DrSleep / tensorflow-deeplab-resnet

DeepLab-ResNet rebuilt in TensorFlow
MIT License
1.25k stars 429 forks source link

Problem running the train script #136

Closed George3d6 closed 6 years ago

George3d6 commented 7 years ago

Hello,

I have come upon an issue when running the train.py script, I assume it may be a bug due to me overlooking or miss-handling a step but for the life of me I can't figure out which :/

I run the train script as such:

python2 train.py --data-dir ../build-src-Desktop-Debug --data-list ../instr/train.txt --num-classes 2 --batch-size 1

After which it spams the following error ~100 times:

2017-11-06 12:12:17.994330: W tensorflow/core/framework/op_kernel.cc:1192] Not found: Unsuccessful TensorSliceReader constructor: Failed to find any matching files for ./deeplab_resnet.ckpt

And subsequently crashes with the following error:

NotFoundError (see above for traceback): Unsuccessful TensorSliceReader constructor: Failed to find any matching files for ./deeplab_resnet.ckpt
         [[Node: save_1/RestoreV2_527 = RestoreV2[dtypes=[DT_FLOAT], _device="/job:localhost/replica:0/task:0/device:CPU:0"](_arg_save_1/Const_0_0, save_1/RestoreV2_527/tensor_names, save_1/RestoreV2_527/shape_and_slices)]]

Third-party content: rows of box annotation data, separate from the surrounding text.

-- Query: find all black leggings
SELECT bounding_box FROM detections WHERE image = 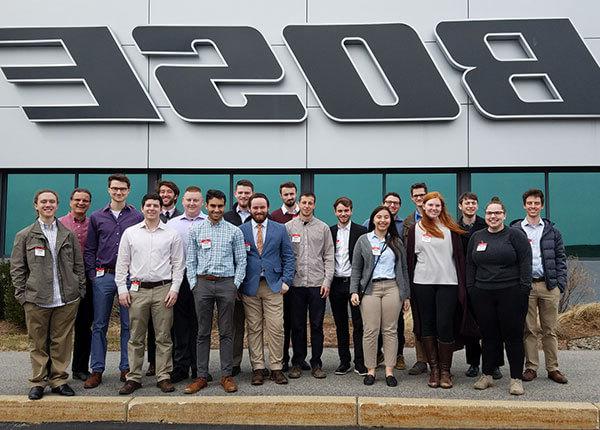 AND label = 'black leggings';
[469,285,529,379]
[413,284,458,343]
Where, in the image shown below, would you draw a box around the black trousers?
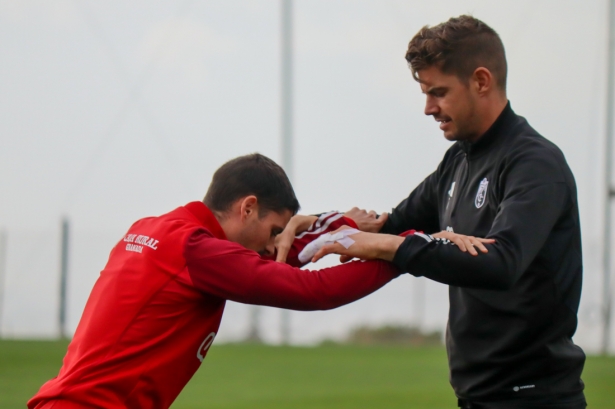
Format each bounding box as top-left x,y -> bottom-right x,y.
457,393 -> 587,409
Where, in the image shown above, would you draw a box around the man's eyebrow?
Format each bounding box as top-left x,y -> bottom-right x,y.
423,87 -> 447,95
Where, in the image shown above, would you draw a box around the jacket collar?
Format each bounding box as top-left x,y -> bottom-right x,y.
184,202 -> 226,240
458,101 -> 517,158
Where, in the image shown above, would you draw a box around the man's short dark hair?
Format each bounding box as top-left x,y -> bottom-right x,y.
406,15 -> 507,91
203,153 -> 299,216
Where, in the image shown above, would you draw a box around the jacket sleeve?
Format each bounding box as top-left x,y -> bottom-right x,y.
184,230 -> 399,311
263,211 -> 357,267
393,147 -> 573,290
380,170 -> 440,234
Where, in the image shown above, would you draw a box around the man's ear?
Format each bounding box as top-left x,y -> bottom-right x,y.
240,195 -> 258,222
472,67 -> 493,96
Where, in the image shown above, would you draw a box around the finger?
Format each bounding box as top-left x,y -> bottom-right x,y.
340,256 -> 354,263
448,236 -> 468,253
378,212 -> 389,227
312,244 -> 342,263
275,246 -> 290,263
472,238 -> 489,253
463,236 -> 478,256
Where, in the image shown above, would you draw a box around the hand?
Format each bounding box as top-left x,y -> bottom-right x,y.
312,226 -> 404,262
344,207 -> 389,233
274,214 -> 318,263
432,231 -> 495,256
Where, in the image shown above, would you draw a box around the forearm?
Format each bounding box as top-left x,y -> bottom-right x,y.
195,256 -> 399,311
393,236 -> 521,290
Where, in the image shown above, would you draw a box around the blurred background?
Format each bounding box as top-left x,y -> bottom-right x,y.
0,0 -> 615,352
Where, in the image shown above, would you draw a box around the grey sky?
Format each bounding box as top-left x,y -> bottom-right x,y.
0,0 -> 607,349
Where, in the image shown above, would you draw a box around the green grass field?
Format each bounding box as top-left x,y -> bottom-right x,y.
0,341 -> 615,409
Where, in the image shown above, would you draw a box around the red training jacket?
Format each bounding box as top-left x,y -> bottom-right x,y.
28,202 -> 398,409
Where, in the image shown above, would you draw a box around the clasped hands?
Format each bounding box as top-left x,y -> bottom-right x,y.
275,207 -> 495,263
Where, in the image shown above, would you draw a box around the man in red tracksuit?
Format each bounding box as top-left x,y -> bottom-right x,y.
28,154 -> 399,409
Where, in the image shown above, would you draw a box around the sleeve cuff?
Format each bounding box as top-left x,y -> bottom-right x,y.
393,234 -> 420,277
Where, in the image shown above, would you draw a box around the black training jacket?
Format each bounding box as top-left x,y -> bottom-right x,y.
382,103 -> 585,401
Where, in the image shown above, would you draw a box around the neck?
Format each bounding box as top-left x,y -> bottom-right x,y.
471,94 -> 508,142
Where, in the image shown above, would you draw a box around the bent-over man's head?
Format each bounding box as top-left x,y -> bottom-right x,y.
203,153 -> 299,254
406,15 -> 507,142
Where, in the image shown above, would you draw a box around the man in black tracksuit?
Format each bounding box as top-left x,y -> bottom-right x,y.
381,100 -> 585,407
308,16 -> 586,409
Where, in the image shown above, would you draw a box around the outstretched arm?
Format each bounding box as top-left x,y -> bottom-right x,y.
185,231 -> 399,311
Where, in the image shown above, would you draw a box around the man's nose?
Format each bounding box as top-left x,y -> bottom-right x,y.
425,97 -> 439,115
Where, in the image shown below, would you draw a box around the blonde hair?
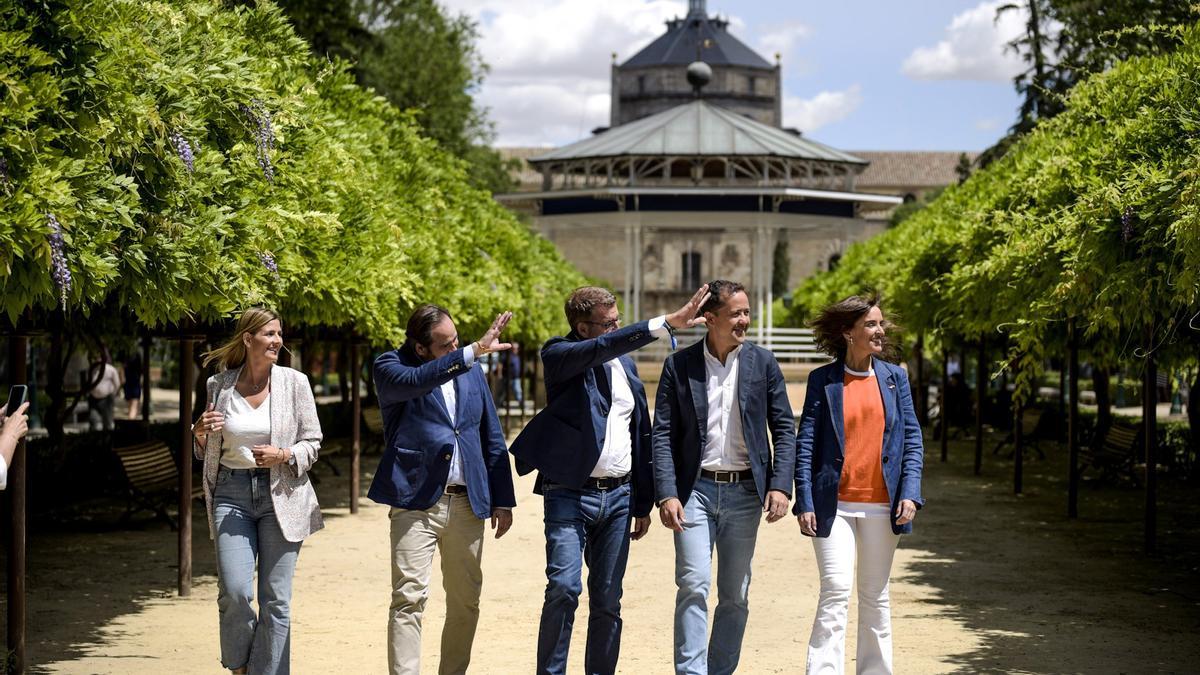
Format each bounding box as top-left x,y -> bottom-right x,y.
203,307 -> 283,370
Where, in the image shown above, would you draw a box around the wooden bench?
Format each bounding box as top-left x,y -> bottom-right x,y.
991,406 -> 1046,459
1079,422 -> 1141,484
113,441 -> 204,530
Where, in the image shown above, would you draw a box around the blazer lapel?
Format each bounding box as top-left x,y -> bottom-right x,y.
266,365 -> 288,448
453,365 -> 470,425
826,362 -> 846,453
738,344 -> 755,425
684,340 -> 708,441
875,362 -> 896,448
430,384 -> 450,422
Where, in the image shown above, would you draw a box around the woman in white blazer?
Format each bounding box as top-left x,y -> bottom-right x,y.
192,307 -> 323,675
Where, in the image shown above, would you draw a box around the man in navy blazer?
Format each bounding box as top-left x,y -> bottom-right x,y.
512,286 -> 707,675
367,305 -> 516,675
653,280 -> 796,675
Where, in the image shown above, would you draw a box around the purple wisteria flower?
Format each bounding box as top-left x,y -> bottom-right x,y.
170,131 -> 196,173
46,213 -> 71,310
258,251 -> 280,281
240,98 -> 275,183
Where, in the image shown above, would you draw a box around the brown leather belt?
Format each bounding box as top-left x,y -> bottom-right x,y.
583,473 -> 629,490
700,468 -> 754,483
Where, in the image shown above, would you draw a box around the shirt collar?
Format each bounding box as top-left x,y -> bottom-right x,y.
703,340 -> 743,368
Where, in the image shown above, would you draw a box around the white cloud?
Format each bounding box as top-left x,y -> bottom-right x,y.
784,84 -> 863,133
900,0 -> 1026,82
445,0 -> 688,145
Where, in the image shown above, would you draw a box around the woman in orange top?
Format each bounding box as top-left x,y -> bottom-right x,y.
792,295 -> 925,674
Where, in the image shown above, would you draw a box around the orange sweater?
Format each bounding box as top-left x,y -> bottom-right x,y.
838,372 -> 888,504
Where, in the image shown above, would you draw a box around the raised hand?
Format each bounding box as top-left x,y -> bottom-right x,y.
667,283 -> 710,330
475,312 -> 512,357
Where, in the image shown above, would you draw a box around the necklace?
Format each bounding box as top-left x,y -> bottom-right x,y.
246,370 -> 271,394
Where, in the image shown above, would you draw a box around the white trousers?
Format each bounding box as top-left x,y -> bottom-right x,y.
808,515 -> 900,675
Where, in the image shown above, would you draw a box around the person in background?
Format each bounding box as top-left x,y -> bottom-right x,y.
88,352 -> 121,431
125,350 -> 142,419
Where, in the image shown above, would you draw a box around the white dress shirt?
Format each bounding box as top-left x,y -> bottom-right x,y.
221,388 -> 271,468
592,316 -> 671,478
442,345 -> 475,485
700,341 -> 750,471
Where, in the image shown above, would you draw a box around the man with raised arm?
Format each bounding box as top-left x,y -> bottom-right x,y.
654,280 -> 796,675
367,305 -> 516,675
511,286 -> 708,675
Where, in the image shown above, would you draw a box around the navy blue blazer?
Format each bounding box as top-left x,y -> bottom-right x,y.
653,340 -> 796,504
367,348 -> 517,519
511,321 -> 656,518
792,359 -> 925,537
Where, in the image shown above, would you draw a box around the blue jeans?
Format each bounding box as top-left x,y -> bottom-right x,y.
538,482 -> 632,675
674,477 -> 763,675
212,466 -> 300,675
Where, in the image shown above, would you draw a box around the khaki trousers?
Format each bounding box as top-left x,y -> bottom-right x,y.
388,495 -> 484,675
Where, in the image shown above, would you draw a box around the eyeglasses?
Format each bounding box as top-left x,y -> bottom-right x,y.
583,316 -> 620,330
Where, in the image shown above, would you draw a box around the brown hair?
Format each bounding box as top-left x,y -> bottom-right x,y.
203,307 -> 283,370
696,279 -> 746,316
809,295 -> 899,360
404,304 -> 454,350
563,286 -> 617,330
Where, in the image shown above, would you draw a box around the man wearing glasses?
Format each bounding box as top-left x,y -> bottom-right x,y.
510,286 -> 708,674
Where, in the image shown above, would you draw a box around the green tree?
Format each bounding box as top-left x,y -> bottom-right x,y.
356,0 -> 514,192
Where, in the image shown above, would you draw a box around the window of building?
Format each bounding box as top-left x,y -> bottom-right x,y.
682,251 -> 700,285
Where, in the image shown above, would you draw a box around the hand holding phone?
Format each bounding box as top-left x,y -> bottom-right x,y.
4,384 -> 29,417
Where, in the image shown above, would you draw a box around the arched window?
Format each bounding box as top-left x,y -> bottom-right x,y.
680,251 -> 700,285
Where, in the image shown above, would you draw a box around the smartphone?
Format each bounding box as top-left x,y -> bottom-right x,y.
5,384 -> 29,417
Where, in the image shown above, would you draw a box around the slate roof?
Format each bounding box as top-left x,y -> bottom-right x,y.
528,98 -> 865,165
620,12 -> 774,68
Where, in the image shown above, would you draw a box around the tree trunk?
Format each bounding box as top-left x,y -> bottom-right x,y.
1092,368 -> 1112,434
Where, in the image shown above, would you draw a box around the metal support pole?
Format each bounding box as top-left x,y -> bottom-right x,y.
1067,317 -> 1079,518
937,335 -> 950,462
976,335 -> 988,476
1141,329 -> 1158,554
5,335 -> 29,674
179,335 -> 196,597
142,333 -> 152,426
1013,396 -> 1025,495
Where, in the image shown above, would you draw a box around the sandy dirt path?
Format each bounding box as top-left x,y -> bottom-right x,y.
9,427 -> 1200,675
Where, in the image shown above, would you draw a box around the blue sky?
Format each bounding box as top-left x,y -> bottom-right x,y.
444,0 -> 1022,150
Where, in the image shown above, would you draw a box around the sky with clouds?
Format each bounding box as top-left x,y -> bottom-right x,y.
442,0 -> 1024,150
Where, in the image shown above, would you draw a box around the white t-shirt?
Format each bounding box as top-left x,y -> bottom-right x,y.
221,389 -> 271,468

Am I supposed to generate the deeplab_resnet.ckpt file in some way before running the script ? May this be a problem due to an improper training set (I used just two images for this test run and used RGB masks but with only (0,0,0) and (255,255,255) pixels, so I assumed the model will be able to deal with that properly). ? Or is it possible that this is a bug

The python version is: Python 2.7.14

eypros commented 7 years ago

In the git repository there are instructions. You are not supposed to create this file (unless you want to but then you should use the other file "deeplab_resnet_init.ckpt"). Download from here and define the path where it resides. https://drive.google.com/drive/folders/0B_rootXHuswsZ0E4Mjh1ZU5xZVU

DrSleep commented 6 years ago

It is all due to the 'restore-from' parameter. The value of it depends on what your final goal is: if you want to train from scratch, then you should explicitly set this parameter to None; if you want to fine-tune existing model, then you will need to download the model.